Bonus für freiwillige Netzentlastung
Bei alledem genießen ältere EE-Anlagen Bestandsschutz. Die Koalition möchte jedoch auch deren Betreiber motivieren, sich auf ein stärker stromnetzdienliches Verhalten einzulassen. So sollen Anlagenbetreiber belohnt werden, die sich freiwillig gegenüber ihrem Netzbetreiber auf eine Streichung ihrer Förderung bei Negativpreisen und auf eine Abregelung ihrer Anlagen einlassen. § 100, Abs. 47 sieht für sie eine Prämie vor. Um 0,6 Cent soll zum Ausgleich für ihr Entgegenkommen die Vergütung beziehungsweise Marktprämie in Zeiten positiver Strompreise steigen. Diese Möglichkeit können Betreiber aber erst nach Ablauf des Kalenderjahres nutzen, in dem ihre Erzeugungsanlage mit einem intelligenten Messsystem ausgestattet wird.

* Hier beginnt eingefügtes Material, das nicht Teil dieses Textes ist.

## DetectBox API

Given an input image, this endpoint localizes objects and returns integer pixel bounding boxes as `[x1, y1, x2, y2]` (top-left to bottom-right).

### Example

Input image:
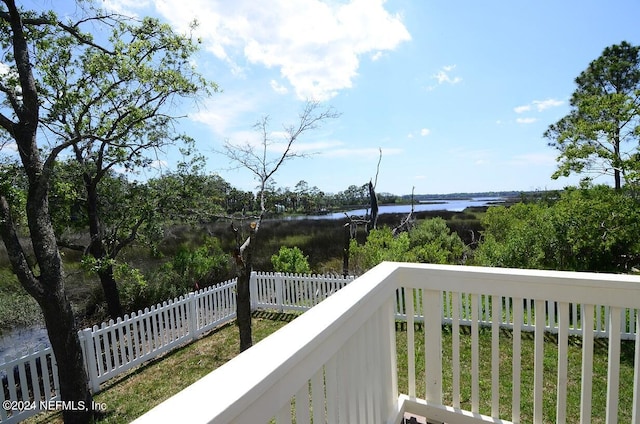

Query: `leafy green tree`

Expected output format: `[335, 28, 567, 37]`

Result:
[474, 203, 557, 269]
[36, 14, 215, 318]
[474, 186, 640, 272]
[0, 0, 207, 422]
[553, 186, 640, 272]
[409, 217, 466, 264]
[349, 226, 411, 274]
[271, 246, 311, 274]
[0, 0, 101, 423]
[349, 218, 465, 274]
[544, 41, 640, 189]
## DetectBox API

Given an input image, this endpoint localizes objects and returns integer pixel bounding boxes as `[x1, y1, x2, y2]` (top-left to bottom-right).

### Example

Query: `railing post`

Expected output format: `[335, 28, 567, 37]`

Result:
[78, 328, 100, 393]
[249, 271, 258, 312]
[273, 272, 284, 312]
[187, 292, 198, 340]
[422, 290, 442, 404]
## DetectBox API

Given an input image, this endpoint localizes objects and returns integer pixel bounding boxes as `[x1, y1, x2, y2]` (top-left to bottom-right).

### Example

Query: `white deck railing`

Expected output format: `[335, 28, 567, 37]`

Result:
[0, 272, 353, 424]
[136, 263, 640, 424]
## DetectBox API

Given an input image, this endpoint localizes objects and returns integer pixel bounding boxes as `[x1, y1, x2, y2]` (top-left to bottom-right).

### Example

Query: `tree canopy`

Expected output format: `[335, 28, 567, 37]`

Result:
[544, 41, 640, 189]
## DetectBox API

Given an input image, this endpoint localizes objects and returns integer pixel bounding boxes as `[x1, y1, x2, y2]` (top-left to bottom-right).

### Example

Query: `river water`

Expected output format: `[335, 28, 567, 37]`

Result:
[0, 197, 505, 362]
[285, 197, 505, 220]
[0, 327, 50, 362]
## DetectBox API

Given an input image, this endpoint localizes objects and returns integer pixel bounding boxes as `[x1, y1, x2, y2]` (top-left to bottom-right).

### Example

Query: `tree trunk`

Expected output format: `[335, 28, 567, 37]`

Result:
[98, 265, 123, 319]
[236, 266, 253, 352]
[39, 282, 93, 423]
[83, 174, 122, 320]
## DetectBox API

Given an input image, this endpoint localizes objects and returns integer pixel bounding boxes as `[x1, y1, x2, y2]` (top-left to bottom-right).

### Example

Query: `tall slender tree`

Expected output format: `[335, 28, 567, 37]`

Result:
[544, 41, 640, 189]
[0, 0, 212, 422]
[222, 101, 340, 351]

Wichtig ist den Koalitionspolitiker:innen auch, dass Netzbetreiber und potenzielle Einspeiser künftig flexible Netzanschlussvereinbarungen schließen können. EnWG und EEG beschreiben dafür gleichlautend, welche Punkte individuell zu vereinbaren sind. Flexible Netzanschlussvereinbarungen, bei denen der Anlagenbetreiber beispielsweise auf einen Teil der maximalen Anschlussleistung verzichtet, sollen helfen, vorhandene Netzkapazitäten besser auszunutzen, indem sich etwa vorhandene Netzanschlusspunkte „überbauen“ lassen. Zugleich könnten damit Anlagen früher oder mit kürzeren Anbindeleitungen an den Start gehen, wo Netzkapazitäten für einen Anschluss der vollen Leistung (noch) nicht ausreichen.

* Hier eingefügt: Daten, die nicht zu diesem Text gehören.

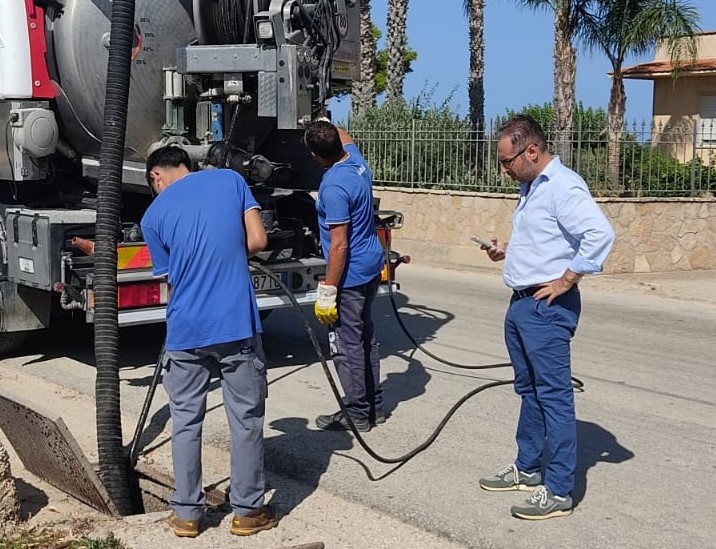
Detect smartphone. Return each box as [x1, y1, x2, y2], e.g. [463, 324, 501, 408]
[470, 236, 495, 248]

Vorerst kein Energy Sharing
Um die Gesetzesnovelle zu verschlanken und unter den aktuell schwierigen Bedingungen eventuell mehrheitsfähig zu machen, haben die Energiepolitiker:innen der Koalition auf vieles verzichtet, was im ursprünglichen Gesetzespaket des Kabinettsentwurfs enthalten war. Dazu zählt unter anderem das Energy Sharing, das – nicht zuletzt aufgrund von EU-Vorgaben – die Ampelregierung im Energiewirtschaftsgesetz nun endlich einführen wollte.
Auch die von der Branche sehr begrüßten Regelungen zur Digitalisierung und Entbürokratisierung der Kommunikation rund um Netzanschlussbegehren ist im jüngsten Gesetzentwurf nicht mehr enthalten. Weiterhin auf eine Klarstellung warten müssen auch Agri-PV-Projekte mit einachsig nachgeführten PV-Anlagen. Weil die entsprechenden Passagen in mehreren EEG-Paragraphen aus dem Entwurf gestrichen wurden, können solche Anlagen weiterhin nicht als hochaufgeständerte Agri-PV von der Vorzugsbehandlung in den EEG-Ausschreibungen profitieren.
Dies sind nur einige der vielen Details der angekündigten Energierechtsnovelle, die bis zu einem möglichen neuen Anlauf durch eine künftige Regierung auf Eis liegen oder sogar für immer in der Schublade verschwinden werden.
Sachpolitik versus Parteitaktik
In den nächsten Wochen wird sich zeigen, ob sich die Fachpolitiker:innen von Koalition und Opposition zumindest auf den verblieben Teil der in den Gesetzentwürfen enthaltenen Neuerungen einigen können. Eine Verabschiedung des Gesetzes wäre dann schon Ende Januar möglich. Es stellt sich aber weiterhin die Frage, ob es auch die Spitzen der Oppositionsfraktionen für opportun halten, im Wahlkampf energiepolitischen Initiativen der ehemaligen Ampelparteien SPD und Grüne zu Mehrheiten zu verhelfen.